Capitalism plays a vital role in society. The exchange of money, individually for products or services rendered or by investment firms for equity, determines what will be produced.
Wants And Needs
It should, therefore, not come as a surprise that Capitalism today only grows when it serves more of what people want, in stark contrast with the growth of Capitalism as an indicator of serving people’s needs. Therefore, the economic growth attributed to Capitalism is not an indicator of human excellence as it is so often portrayed.

Amplified by its legislative overlord, a democracy known to stimulate the above laissez-faire capitalism does the same. It coagulates the opinion of human wants, not human needs. Unremarkably, we are all embroiled in a grandiose game to please each other without correlating to how that serves our evolutionary renewal.
Innovate From Within
The greed deployed to chase the temporal whims of humanity does not give Capitalism a good reputation. To the rescue came sustainability programs invented by financiers who know nothing about evolutionary first-principles.

They conjured up myriad finance programs hinging on sustainability (such as UN SDG, ESG, PRI, Impact Investing, etc.) and even got governments and pension funds to buy into them. All while using Capitalism to do good for the world hinges on make-belief incompatible with nature, as the universe and our planet revolve around the opposite of sustainability.
Renewal, nature’s evolution process, deploys a fundamentally different vector from the evolutionary oxymoron of sustainability. And not in the least, it deploys a theory of dynamic relativity we have only known about for one hundred years, courtesy of Einstein, and thus far has failed to implement it in how we manage and evaluate ourselves.
Despite noble attempts, Capitalism again faces the recognition that the arbitrage of its reinvention is incompatible with the renewable nature of the assets to which Capitalism applies.
Don’t Hate The Players
It is tempting to hate the players who take Capitalism for a ride, but we should not. For we have not established the gameplay, we want to see. We have not given Capitalism its marching orders; therefore, the players, primarily investors, play whatever game they can get away with.

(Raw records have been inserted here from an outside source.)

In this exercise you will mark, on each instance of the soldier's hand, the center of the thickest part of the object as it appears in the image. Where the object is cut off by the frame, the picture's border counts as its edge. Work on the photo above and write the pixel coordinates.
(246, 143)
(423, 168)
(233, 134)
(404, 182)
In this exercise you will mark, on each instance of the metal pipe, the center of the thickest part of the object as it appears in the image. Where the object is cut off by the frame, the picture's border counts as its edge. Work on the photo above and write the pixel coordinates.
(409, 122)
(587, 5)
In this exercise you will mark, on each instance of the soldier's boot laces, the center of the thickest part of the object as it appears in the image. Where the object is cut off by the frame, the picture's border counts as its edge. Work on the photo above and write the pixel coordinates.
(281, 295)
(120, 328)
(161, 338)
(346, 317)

Capitalism plays a crucial role as investment decisions determine how the fractal of human excellence expands. Investors were never told what kind of investments to make to improve human adaptability to nature’s entropy. Investors were advised to produce investment returns, no matter the benefit or deficit to the collective interest of humanity.
Our government has failed to establish a theory for humanity that identifies our collective interests; thus, investors ran with whatever investments produced returns they committed to producing regardless of collective interests. I cannot blame them.
New Vector
Governments are supposed to identify the gameplay they wish their citizens to play to produce a vibrant and regenerative society.
Our governmental leaders must establish a theory, validate the systems embedding said theory, and deploy the rulebook that protects a vile maxim of personal interests from harming the trust in collective interests. With gameplay established; they must let the players play the game.

Today, without a theory for humanity establishing the vector and objective of investment arbitrage, our government questions the morality of players who, unsurprisingly, never read the unpublished memo. The silly committee hearings in Congress judging the decisions of players run amok is like FIFA criticizing soccer players for their gameplay that evening.
The people in government must govern, not pretend to be better at playing the game themselves. Laissez-faire gameplay leads to unpredictable outcomes and a maelstrom of infractions not worth evaluating. We cannot appeal to morality as the only hope of adhering to nature’s authoritarian rule from which there is no escape.
Dare To Govern
For the United States to inspire the world, we must deploy new rigors of excellence we first and successfully apply to ourselves. Such rigors include the definition of a theory, systems, and rulebook to which every marketplace, including finance, is subjugated.

We can learn from what Singapore’s former premier, Lee Kuan Yew, achieved. Elected from a democratic platform, he laid down the principles of making Singapore a mighty nation. He defined how investments of any kind must serve the collective interests of all Singaporeans. But that requires strong leadership with a president capable of conveying and persuading the need for those humanitarian principles across the political aisle.
The implementation of an evolutionary theory for Capitalism is straightforward. As an investor, you can only invest in things that improve human adaptability to nature’s entropy. We then apply tax brackets to investments and ween the bad ones off based on the cost they currently incur to society. The good ones we dramatically reduce the tax on.
Hence, we need a variable tax rate dependent on the value those investments produce to meet humanity’s evolutionary needs.
Develop Different
We must change our current unsustainable governance hierarchy to a renewable one that best serves the regenerative requirements needed to serve human evolution. To make that change happen, we must reorganize the priorities of how we rule the human roost. We must learn to obey and play nature’s game if we, arguably the most intelligent major species, do not want to become the shortest-lived.

A developed country is a country that best serves the strength of human renewal, not a government serving the whims of fickle human wants.
The vector of Capitalism must change for the fractal of human expansion to improve adaptability to the many forms of entropy nature will continue to throw our way. A strategy of stifling absolutisms we have today amidst a universe of dynamic relativity will not get us there.